This isn't an answer to the complexity of the problem, but it at least shows that the complexity has a chance at being nontrivial: it's an example of a cubic graph that cannot be partitioned into paths and claws.

(source: uci.edu)
Within each of its three lobes, any partition into paths and claws can only use six of the seven edges. The remaining six central edges take the form of a claw with each edge subdivided, which cannot be partitioned into paths and claws.
ETA: The graph shown above is more famous as an example of a cubic graph without a perfect matching.

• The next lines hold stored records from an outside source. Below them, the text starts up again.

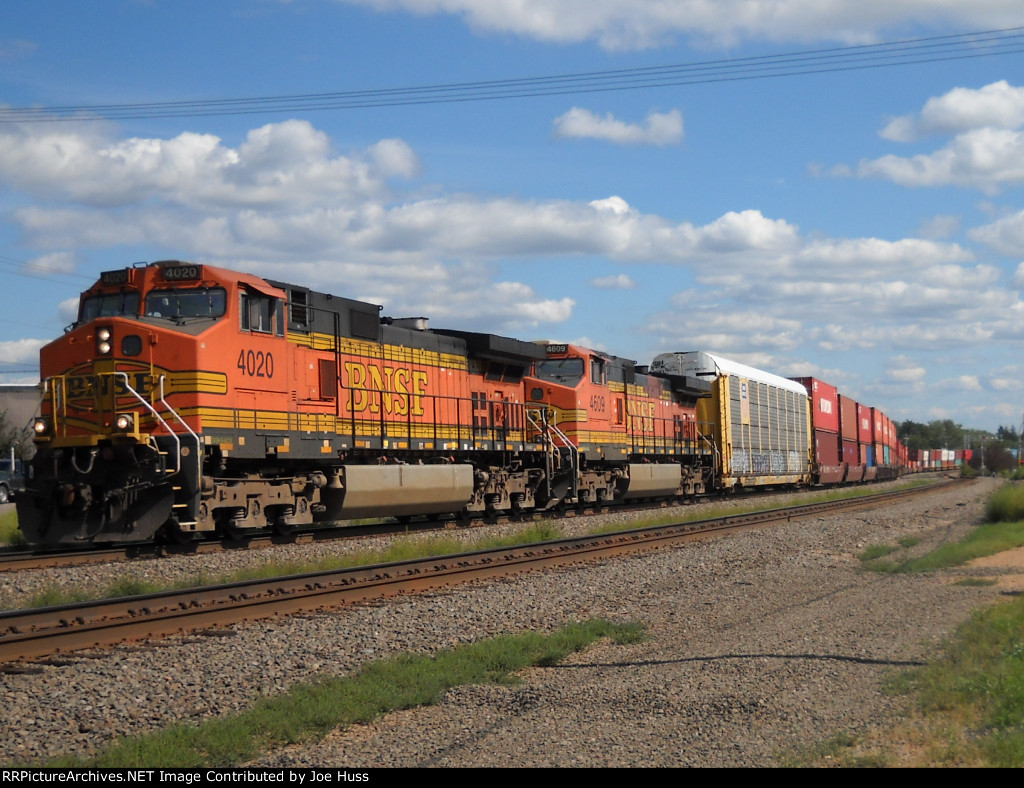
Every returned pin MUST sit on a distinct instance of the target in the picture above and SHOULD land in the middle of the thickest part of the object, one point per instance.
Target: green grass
(983, 540)
(1006, 505)
(965, 708)
(980, 680)
(309, 710)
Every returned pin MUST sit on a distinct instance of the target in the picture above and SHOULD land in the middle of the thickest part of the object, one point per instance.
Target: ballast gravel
(757, 644)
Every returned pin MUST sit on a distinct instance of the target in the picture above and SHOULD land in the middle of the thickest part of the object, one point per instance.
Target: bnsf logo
(397, 390)
(85, 388)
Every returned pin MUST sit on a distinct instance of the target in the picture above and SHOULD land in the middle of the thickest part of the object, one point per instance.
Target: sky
(862, 225)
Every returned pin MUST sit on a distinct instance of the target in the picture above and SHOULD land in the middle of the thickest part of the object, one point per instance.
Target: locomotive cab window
(567, 371)
(194, 302)
(110, 305)
(263, 314)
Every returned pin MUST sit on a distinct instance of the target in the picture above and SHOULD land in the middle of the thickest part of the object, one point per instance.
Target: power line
(1006, 41)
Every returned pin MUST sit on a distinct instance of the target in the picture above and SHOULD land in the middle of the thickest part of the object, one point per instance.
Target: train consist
(189, 399)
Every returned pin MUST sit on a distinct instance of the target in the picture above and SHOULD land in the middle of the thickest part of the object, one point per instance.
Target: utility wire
(1007, 41)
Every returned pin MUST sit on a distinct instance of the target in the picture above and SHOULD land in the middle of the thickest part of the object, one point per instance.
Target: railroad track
(14, 561)
(29, 635)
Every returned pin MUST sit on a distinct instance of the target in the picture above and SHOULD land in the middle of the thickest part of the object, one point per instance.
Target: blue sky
(863, 226)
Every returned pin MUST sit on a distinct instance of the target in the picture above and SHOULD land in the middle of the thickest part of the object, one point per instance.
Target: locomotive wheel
(172, 533)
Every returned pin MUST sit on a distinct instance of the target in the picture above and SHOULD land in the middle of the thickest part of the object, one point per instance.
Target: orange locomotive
(187, 398)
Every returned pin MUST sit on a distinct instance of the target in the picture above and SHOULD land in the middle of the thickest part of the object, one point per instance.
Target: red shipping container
(824, 403)
(826, 448)
(863, 424)
(877, 417)
(848, 418)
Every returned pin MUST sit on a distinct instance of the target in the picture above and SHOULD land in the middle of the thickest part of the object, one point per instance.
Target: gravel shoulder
(757, 643)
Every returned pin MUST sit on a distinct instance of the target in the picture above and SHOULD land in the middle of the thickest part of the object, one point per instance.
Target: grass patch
(975, 692)
(984, 540)
(1006, 505)
(310, 710)
(966, 708)
(875, 552)
(841, 750)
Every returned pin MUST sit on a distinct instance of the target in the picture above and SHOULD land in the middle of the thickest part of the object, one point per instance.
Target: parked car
(11, 479)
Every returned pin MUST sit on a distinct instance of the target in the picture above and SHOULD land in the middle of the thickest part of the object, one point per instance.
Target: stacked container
(828, 464)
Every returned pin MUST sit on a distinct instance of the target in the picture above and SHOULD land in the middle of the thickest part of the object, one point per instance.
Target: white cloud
(986, 159)
(659, 128)
(283, 204)
(1006, 235)
(68, 310)
(56, 262)
(996, 105)
(15, 49)
(615, 281)
(940, 227)
(20, 351)
(641, 24)
(961, 383)
(904, 369)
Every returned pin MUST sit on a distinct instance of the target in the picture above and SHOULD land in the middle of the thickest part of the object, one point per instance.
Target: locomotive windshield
(197, 302)
(111, 305)
(567, 371)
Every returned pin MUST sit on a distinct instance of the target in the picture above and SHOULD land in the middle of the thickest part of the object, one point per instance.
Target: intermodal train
(189, 399)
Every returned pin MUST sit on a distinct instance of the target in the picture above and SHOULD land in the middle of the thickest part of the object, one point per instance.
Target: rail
(34, 633)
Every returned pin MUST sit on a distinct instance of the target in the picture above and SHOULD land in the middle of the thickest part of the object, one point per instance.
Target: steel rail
(30, 635)
(17, 560)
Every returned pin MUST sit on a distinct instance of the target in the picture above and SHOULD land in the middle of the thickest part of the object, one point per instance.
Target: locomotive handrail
(546, 428)
(157, 416)
(199, 442)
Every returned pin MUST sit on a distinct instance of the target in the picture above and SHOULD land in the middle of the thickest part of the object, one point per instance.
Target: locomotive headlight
(103, 339)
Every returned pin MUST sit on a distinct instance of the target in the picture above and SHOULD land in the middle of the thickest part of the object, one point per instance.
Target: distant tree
(937, 434)
(994, 457)
(1008, 434)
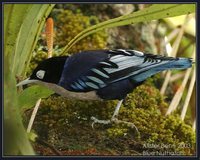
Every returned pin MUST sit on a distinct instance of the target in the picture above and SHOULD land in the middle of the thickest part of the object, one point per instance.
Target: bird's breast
(71, 95)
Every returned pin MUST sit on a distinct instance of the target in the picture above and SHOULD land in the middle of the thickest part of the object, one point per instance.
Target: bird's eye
(40, 74)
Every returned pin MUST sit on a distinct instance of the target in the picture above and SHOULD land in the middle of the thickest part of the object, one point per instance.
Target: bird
(102, 74)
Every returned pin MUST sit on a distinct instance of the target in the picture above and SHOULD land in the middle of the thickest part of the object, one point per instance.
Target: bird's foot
(113, 120)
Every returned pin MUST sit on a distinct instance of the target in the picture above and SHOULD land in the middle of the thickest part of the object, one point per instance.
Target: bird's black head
(49, 70)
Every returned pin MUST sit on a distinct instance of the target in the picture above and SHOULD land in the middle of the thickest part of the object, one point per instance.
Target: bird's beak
(26, 81)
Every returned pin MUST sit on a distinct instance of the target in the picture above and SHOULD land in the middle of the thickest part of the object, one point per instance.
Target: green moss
(60, 121)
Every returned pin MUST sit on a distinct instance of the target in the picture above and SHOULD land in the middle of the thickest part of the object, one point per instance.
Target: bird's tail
(177, 63)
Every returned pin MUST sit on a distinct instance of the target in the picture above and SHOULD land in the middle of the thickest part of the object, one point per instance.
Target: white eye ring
(40, 74)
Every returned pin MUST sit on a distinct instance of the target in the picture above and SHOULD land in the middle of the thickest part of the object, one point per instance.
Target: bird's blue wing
(93, 70)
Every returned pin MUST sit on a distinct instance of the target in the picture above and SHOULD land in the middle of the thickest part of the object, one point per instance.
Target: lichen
(66, 124)
(60, 121)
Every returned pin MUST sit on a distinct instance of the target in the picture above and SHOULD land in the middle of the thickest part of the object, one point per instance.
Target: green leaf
(154, 12)
(21, 30)
(15, 137)
(30, 95)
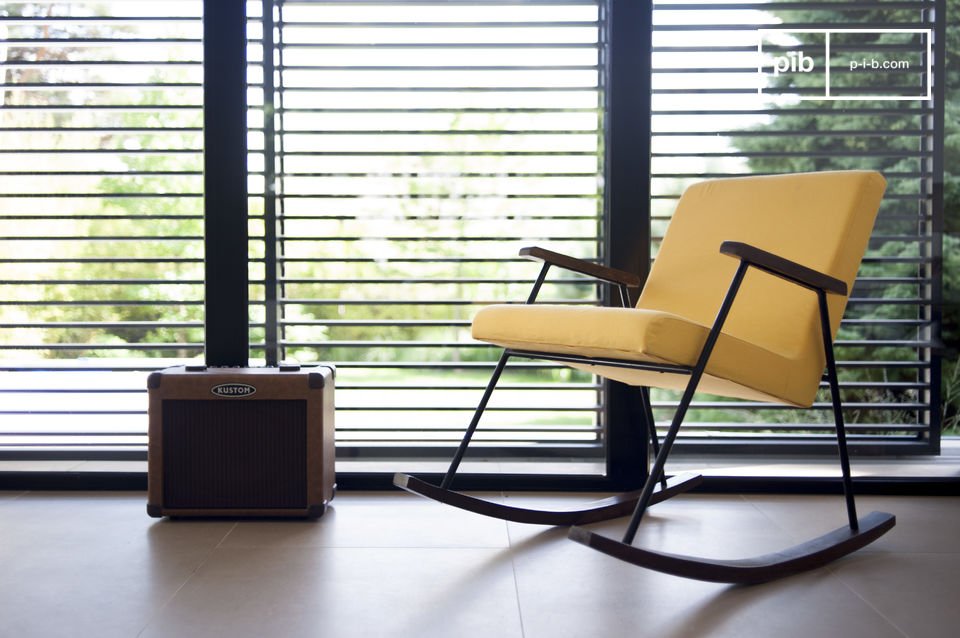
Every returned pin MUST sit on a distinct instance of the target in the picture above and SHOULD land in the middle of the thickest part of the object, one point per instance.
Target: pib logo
(792, 62)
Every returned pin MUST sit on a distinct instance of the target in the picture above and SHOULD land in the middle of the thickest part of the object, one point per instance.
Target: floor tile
(371, 519)
(82, 565)
(915, 592)
(347, 593)
(566, 589)
(921, 520)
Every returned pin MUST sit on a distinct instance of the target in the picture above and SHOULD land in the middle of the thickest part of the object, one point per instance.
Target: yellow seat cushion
(736, 369)
(771, 348)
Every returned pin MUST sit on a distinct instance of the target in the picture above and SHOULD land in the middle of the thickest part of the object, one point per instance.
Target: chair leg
(678, 416)
(652, 429)
(661, 460)
(837, 412)
(468, 435)
(604, 509)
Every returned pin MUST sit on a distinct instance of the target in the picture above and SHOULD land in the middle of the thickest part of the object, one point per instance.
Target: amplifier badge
(233, 390)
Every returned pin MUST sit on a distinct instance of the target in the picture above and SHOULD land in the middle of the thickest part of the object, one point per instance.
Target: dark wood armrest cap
(781, 267)
(566, 262)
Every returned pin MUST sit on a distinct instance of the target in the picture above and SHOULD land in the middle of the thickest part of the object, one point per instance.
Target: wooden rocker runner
(744, 300)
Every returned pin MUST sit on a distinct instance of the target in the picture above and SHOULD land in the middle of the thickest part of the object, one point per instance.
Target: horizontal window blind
(101, 254)
(730, 99)
(419, 146)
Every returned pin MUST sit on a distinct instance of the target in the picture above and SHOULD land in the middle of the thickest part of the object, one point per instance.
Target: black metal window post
(225, 182)
(627, 212)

But every cubic graph with a perfect matching has a decomposition into paths (not even using any claws). By König's theorem this includes all cubic bipartite graphs and by Petersen's theorem this includes all bridgeless cubic graphs, answering a question of Joseph Malkevitch in the comments.
The proof is very simple: if M is a perfect matching in a cubic graph, the removal of M leaves a 2-regular graph, that is, a disjoint union of cycles. Orient each cycle arbitrarily, and attach each edge uv of M to the cycle edges that follow u and v in the orientations of their cycles.
In the other direction, if there exists a decomposition into paths, then there exists a perfect matching: the middle edges of each path must be a matching since no two middle edges can share a degree-three vertex.
(Disclaimer: this idea may have already been present in Carsten Thomassen's invited talk at GD 2010, which was about this sort of graph decomposition problem.)
(addition to disclaimer (by Anthony Labarre): the "orientation idea" for going from a perfect matching to a partition into paths appears in this paper by Jünger, Reinelt and Pulleyblank, who attribute it to W. H. Cunningham.)